Interestingly, a more recent study conducted on 19 patients with stable angina did not find any correlations between Tn levels and the invasive assessment of CFR and found an only poor correlation with IMR [32]. Lastly, a larger study by Taqueti et al. conducted on patients with suspected CAD reported that higher Tn values were predictive of reduced CFR compared to patients without Tn increase. The association of low CFR and high Tn levels was related to an increased incidence of major adverse cardiovascular events (MACEs) [33]. The non-unique results of these studies underline, once again, how the role of Tn is yet to be fully understood in predicting CMD.
Natriuretic peptides (NPs) are well-known diagnostic and prognostic biomarkers of HF [34] and have proved to be useful in clinical decision making and risk stratification for hospital readmission of HF patients [35]. Indeed, only a few studies associate NPs and CMD.
The two primary NPs are the atrial natriuretic peptide (ANP), released when atrial wall stretching occurs, and the brain natriuretic peptide (BNP), secreted by ventricular myocytes in case of volume overload. Furthermore, the N-terminal prohormone of BNP (NT-proBNP) has an established role and clinical use as a biomarker. Both NPs control fluid homeostasis, natriuresis and express dose-dependent vasoactive effects.
ANP is essential for endothelial homeostasis through autocrine and paracrine secretion. In subjects with a high-salt diet, the vasoconstriction of the microvasculature of the skin in response to low-dose ANP infusion was observed, with decreased capillary density and increased renal vascular resistance [22]. When higher doses of ANP were administered, it conversely resulted in skin vessel dilatation and blood pressure reduction [36].
Moreover, patients presenting both CMD and left ventricle (LV) diastolic dysfunction showed increased levels of plasma NT-proBNP compared to healthy subjects [37].

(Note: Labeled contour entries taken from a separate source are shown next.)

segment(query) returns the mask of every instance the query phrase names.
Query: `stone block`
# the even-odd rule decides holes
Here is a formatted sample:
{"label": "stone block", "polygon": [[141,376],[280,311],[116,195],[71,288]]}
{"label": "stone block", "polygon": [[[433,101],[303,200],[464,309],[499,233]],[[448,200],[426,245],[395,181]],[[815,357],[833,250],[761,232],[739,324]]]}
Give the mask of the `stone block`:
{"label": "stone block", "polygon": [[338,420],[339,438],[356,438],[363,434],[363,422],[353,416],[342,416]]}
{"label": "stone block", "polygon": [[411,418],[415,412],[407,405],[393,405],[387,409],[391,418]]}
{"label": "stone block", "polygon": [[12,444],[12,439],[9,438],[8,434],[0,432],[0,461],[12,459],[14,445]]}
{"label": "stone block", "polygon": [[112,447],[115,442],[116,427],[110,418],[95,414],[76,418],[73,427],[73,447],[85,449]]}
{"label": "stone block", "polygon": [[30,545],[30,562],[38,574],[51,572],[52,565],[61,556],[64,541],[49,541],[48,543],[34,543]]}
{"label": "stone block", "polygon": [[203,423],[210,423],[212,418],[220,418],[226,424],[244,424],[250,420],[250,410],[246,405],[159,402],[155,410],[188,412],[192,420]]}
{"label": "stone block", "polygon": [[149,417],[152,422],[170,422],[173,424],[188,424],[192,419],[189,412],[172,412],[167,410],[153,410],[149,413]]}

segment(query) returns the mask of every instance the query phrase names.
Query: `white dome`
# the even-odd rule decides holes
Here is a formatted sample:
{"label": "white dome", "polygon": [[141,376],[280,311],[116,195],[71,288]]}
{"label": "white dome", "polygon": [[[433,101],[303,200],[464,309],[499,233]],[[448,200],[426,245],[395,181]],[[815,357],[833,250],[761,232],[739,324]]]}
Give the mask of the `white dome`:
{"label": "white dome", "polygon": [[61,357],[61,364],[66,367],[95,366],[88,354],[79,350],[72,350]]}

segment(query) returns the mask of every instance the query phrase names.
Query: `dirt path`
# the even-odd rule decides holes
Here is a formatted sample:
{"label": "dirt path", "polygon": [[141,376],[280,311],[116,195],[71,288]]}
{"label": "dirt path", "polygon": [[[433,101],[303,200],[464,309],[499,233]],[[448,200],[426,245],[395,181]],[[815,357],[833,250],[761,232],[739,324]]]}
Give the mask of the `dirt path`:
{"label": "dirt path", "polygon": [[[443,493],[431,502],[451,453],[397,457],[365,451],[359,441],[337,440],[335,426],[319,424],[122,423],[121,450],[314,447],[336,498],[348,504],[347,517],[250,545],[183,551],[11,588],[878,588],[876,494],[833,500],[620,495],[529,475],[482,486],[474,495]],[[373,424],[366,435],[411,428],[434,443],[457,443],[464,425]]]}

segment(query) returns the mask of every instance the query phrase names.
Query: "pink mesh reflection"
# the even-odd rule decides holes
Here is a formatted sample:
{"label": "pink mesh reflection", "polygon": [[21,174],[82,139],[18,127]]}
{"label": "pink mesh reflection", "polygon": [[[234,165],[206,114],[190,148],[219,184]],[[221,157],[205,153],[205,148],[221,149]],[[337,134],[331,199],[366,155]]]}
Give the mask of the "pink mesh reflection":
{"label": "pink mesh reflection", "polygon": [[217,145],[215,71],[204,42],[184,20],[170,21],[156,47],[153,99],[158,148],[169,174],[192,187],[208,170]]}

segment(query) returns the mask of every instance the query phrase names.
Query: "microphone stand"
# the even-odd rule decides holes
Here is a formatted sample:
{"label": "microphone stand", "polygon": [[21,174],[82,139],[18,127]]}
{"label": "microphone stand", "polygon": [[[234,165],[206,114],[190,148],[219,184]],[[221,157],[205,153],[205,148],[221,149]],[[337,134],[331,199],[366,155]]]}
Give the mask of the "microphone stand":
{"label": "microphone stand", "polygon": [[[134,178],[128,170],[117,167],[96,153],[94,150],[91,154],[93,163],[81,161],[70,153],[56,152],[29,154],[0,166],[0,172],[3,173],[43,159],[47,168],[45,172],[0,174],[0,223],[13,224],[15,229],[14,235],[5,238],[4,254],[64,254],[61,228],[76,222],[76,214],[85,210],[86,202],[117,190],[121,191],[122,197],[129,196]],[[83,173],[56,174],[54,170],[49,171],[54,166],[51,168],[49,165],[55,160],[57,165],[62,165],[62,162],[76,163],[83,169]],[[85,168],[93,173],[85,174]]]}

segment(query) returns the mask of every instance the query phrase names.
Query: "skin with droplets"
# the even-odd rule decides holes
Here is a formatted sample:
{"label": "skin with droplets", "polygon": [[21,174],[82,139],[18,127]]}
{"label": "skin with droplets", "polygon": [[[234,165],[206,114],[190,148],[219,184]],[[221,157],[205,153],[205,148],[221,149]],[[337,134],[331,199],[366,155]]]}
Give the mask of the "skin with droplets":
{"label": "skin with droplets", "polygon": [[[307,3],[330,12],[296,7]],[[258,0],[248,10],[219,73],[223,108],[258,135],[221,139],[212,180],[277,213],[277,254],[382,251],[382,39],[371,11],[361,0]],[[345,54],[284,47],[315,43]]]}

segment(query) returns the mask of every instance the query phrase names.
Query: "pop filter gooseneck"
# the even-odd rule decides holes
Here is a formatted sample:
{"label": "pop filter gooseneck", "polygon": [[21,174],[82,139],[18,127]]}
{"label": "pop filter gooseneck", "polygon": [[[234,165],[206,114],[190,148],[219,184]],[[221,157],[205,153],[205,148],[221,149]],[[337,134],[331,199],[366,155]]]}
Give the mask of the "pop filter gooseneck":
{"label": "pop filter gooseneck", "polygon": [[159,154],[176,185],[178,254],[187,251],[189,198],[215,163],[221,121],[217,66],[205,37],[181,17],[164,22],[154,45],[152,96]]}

In patients affected by symptomatic hypertrophic cardiomyopathy without CAD, Knaapen et al. observed a reduced myocardial blood flow reserve (MBFR) assessed by PET as an index of microvascular dysfunction. In these patients, NT-proBNP was inversely correlated with MBFR [38]. Using a different technique, Mitchell et al. assessed the MBFR by CMR in patients without overt CAD and, once again, they found an inverse association between NT-proBNP levels and MBFR [39]. Taken together, high NT-proBNP plasma levels might be related to CMD.